W piątek wieczorem z WCPR wpłynęło zgłoszenie wybuchu pieca w budynku przy ul. Barlickiego w Czechowicach-Dziedzicach. Na miejsce wysłano wszystkie służby. Po dojeździe na miejsce okazało się, że doszło do wybuchu, ale nie był to piec. Nie żyje mężczyzna.

Zgłoszenie wpłynęło z WCPR o godz. 18.53. Na miejsce pierwszy przyjechał patrol z Komisariatu Policji w Czechowicach-Dziedzicach. Mundurowych zaskoczyła skala zniszczeń. Widząc, że w budynku może ktoś być, ryzykując własnym życiem, weszli do środka, żeby go sprawdzić pod kątem osób poszkodowanych. Natknęli się na zwęglone zwłoki człowieka. Na miejsce przyjechały pierwsze zastępy straży pożarnej.

- Na miejscu okazało się, że w budynku doszło do wybuchu (nie był to piec - red.), ale nie jesteśmy w stanie w tej chwili ustalić, co wybuchło. Wewnątrz budynku w dwóch pomieszczeniach zawalił się strop oraz kilka ścian.

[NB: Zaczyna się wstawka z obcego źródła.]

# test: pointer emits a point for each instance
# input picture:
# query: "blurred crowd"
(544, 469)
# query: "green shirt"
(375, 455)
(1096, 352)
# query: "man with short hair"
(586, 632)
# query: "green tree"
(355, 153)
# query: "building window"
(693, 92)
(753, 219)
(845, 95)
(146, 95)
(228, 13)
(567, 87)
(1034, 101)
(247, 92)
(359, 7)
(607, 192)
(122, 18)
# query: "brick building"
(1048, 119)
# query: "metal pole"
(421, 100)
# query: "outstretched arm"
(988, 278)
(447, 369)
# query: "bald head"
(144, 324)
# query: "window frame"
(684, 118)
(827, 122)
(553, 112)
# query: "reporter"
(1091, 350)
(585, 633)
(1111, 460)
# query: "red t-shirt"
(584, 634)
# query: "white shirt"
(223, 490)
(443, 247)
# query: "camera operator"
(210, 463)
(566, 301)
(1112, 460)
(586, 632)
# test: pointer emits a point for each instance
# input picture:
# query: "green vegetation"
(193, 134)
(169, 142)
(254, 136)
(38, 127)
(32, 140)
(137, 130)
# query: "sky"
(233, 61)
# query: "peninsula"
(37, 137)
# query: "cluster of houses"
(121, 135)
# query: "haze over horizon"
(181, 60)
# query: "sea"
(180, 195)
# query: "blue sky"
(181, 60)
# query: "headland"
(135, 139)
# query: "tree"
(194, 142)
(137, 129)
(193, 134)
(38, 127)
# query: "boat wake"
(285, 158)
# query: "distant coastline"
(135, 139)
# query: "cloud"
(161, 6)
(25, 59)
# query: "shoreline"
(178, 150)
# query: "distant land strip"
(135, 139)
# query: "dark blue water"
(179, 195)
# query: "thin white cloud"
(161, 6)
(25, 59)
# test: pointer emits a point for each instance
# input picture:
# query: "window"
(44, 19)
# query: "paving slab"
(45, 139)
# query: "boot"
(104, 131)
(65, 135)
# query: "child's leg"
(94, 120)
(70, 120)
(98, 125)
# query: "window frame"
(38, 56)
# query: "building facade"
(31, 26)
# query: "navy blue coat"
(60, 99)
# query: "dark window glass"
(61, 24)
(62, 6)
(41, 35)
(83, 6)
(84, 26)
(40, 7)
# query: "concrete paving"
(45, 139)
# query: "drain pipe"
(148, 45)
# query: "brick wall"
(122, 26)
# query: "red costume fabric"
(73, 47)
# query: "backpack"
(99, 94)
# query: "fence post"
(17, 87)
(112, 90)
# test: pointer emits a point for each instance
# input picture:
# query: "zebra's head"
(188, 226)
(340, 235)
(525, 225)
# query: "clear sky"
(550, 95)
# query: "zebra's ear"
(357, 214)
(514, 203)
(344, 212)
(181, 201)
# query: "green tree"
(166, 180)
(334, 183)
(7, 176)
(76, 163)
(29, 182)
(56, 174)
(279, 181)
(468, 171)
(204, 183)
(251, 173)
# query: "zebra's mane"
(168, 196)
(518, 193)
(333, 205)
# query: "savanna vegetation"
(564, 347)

Nasze działania będą polegały przede wszystkim na dokładnym przeszukaniu tego budynku pod kątem osób poszkodowanych. Na miejsce została wezwana grupa poszukiwawczo-ratownicza - powiedział nam st. asp. Mariusz Zelek, z Posterunku Zamiejscowego JRG2 w Czechowicach-Dziedzicach.

Z budynku strażacy wynieśli zwłoki człowieka. Jak dowiedział się portal, budynek o konstrukcji murowanej miał grube ściany, służył jako biurowiec. Nie było w nim instalacji gazowej. W momencie wybuchu nie powinno było być w nim osób trzecich, z wyjątkiem mężczyzny, który doglądał pieca C.O. i to on najprawdopodobniej jest ofiarą wybuchu. W toku dalszych czynności ustalono tożsamość zmarłego mężczyzny, potwierdzono przez dwie osoby. Grupa dochodzeniowo-śledcza policji pod nadzorem prokuratora sporządziła dokumentację.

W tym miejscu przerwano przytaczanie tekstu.